You’ll first notice the package statement that is commented out. Since this is the first program in the chapter, the package statement is necessary to tell CodePackager that the chapter has changed, but putting it in a package would be a problem. When you create a package, you tie the resulting program to a particular directory structure, which is fine for most of the examples in this book. Here, however, the CodePackager program must be compiled and run from an arbitrary directory, so the package statement is commented out. It will still look like an ordinary package statement to CodePackager, though, since the program isn’t sophisticated enough to detect multi-line comments. (It has no need for such sophistication, a fact that comes in handy here.)

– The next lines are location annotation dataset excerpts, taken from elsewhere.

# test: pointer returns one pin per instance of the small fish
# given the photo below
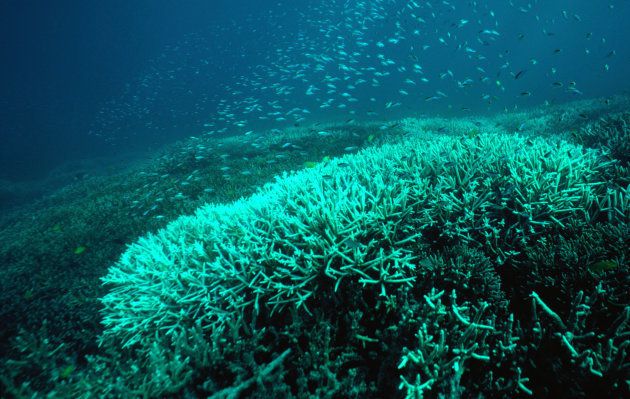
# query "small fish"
(519, 74)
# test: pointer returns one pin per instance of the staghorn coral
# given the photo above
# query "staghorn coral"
(342, 244)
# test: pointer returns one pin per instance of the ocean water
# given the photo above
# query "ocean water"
(376, 198)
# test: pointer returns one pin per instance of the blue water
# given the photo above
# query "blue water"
(90, 79)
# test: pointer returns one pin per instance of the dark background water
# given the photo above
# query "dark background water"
(88, 79)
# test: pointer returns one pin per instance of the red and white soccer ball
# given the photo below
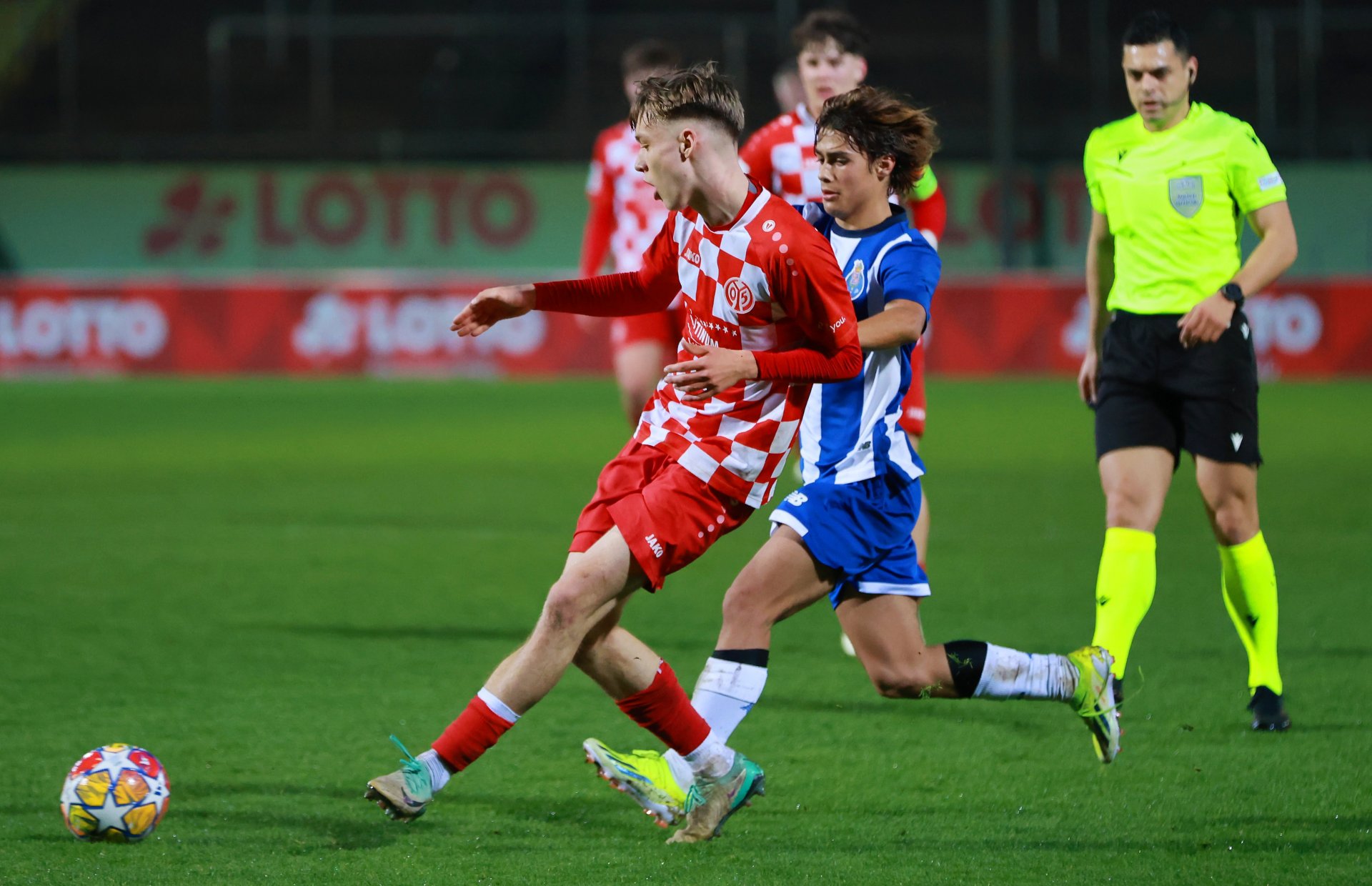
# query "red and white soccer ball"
(116, 793)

The first two classes are support/utility classes designed to make the rest of the program more consistent to write and easier to read. The first, Pr, is similar to the ANSI C library perror, since it prints an error message (but also exits the program). The second class encapsulates the creation of files, a process that was shown in Chapter 10 as one that rapidly becomes verbose and annoying. In Chapter 10, the proposed solution created new classes, but here static method calls are used. Within those methods the appropriate exceptions are caught and dealt with. These methods make the rest of the code much cleaner to read.

The first class that helps solve the problem is SourceCodeFile, which represents all the information (including the contents, file name, and directory) for one source code file in the book. It also contains a set of String constants representing the markers that start and end a file, a marker used inside the packed file, the current system’s end-of-line separator and file path separator (notice the use of System.getProperty( ) to get the local version), and a copyright notice, which is extracted from the following file Copyright.txt.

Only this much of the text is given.